Aveo: Tivozanib doesn't do much for colorectal cancer, either

Aveo Oncology's ($AVEO) long-troubled tivozanib is unlikely to meet its primary endpoint in a study on colorectal cancer, the company said, sending the biotech back to the drawing board after a high-profile failure in kidney cancer.

In a Phase II study led by partner Astellas, Aveo's VEGF blocker is going head to head with Avastin as a first-line treatment in patients with advanced metastatic colorectal cancer, but after an interim analysis, things aren't looking good. Tivozanib isn't on track for success in the 252-patient study, and the partners are now in the midst of "discussions regarding next steps," Aveo said in a statement.

The latest trouble is salt in tivozanib's still-fresh wounds after a resounding FDA rejection over the summer. The drug's Phase III data on renal cell carcinoma was "uninterpretable," regulators said, pushing Aveo further down a spiral that has pilloried its shares by about 80% and spurred it to lay off 62% of its workers. Astellas washed its hands of tivozanib's kidney program as a result and the partners have since regrouped to focus on the drug's potential in colorectal and breast cancers.

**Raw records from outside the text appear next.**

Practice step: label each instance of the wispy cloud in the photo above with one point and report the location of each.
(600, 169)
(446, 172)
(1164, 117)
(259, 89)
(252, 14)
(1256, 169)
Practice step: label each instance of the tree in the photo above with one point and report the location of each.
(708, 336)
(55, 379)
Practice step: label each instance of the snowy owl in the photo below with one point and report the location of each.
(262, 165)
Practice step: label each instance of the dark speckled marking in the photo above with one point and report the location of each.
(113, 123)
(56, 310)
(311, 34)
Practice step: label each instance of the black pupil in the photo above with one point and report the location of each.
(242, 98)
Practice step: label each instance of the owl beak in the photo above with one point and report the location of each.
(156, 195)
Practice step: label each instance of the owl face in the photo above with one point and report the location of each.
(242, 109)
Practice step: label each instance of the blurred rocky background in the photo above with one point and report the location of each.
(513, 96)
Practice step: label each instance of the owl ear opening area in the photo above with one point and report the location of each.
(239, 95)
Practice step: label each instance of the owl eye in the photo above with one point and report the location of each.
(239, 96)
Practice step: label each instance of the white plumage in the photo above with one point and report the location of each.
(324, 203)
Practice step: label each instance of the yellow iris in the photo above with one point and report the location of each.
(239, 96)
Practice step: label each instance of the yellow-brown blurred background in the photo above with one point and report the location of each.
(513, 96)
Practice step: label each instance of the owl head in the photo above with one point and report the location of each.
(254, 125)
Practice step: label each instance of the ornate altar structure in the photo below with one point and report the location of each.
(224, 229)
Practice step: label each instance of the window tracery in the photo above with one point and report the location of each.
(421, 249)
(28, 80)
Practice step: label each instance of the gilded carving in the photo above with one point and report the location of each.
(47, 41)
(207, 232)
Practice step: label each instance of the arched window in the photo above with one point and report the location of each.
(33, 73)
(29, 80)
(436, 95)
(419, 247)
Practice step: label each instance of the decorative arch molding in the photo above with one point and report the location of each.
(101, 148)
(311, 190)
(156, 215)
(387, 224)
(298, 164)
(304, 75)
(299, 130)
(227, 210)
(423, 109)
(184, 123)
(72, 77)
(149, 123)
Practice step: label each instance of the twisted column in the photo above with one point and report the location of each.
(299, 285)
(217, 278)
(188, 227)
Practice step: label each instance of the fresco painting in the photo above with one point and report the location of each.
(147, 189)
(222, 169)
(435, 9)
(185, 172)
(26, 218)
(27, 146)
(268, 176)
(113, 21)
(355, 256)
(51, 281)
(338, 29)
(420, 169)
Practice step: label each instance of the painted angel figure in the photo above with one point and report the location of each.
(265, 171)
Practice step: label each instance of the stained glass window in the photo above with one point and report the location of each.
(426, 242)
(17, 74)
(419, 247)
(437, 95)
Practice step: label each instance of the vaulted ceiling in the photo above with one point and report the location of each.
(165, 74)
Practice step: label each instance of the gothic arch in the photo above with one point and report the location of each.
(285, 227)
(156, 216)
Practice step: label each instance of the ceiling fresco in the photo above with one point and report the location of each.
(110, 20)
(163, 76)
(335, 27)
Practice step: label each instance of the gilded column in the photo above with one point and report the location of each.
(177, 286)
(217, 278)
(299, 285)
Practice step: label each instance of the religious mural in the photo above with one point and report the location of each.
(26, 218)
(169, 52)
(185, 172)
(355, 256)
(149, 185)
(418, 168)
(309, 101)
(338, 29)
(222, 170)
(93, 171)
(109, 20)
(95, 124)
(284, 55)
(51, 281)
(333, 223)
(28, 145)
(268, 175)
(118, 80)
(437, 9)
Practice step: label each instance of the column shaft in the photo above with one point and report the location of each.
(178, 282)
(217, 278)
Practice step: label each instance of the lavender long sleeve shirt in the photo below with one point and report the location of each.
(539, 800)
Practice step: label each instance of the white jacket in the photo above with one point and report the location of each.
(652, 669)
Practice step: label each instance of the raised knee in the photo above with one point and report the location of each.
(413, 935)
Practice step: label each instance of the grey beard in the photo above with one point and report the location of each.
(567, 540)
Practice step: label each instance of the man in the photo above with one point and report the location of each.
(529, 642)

Now, with its odds in colorectal cancer looking bleak, tivozanib's last hope lies in triple-negative breast cancer, and Aveo and Astellas are still plugging away at a 147-patient Phase II trial comparing the drug to placebo. Aveo is leading that study, now underway for about a year, with a primary endpoint of improving in progression-free survival.

The biotech's shares dipped another 16% on the latest announcement, hitting $1.60 on Friday morning. Most of the damage to Aveo's value has long since been done, however, as an FDA panel's springtime rebuke of tivozanib cleaved about $400 million off the company's market cap in just a few days, sending its stock price down about 72%.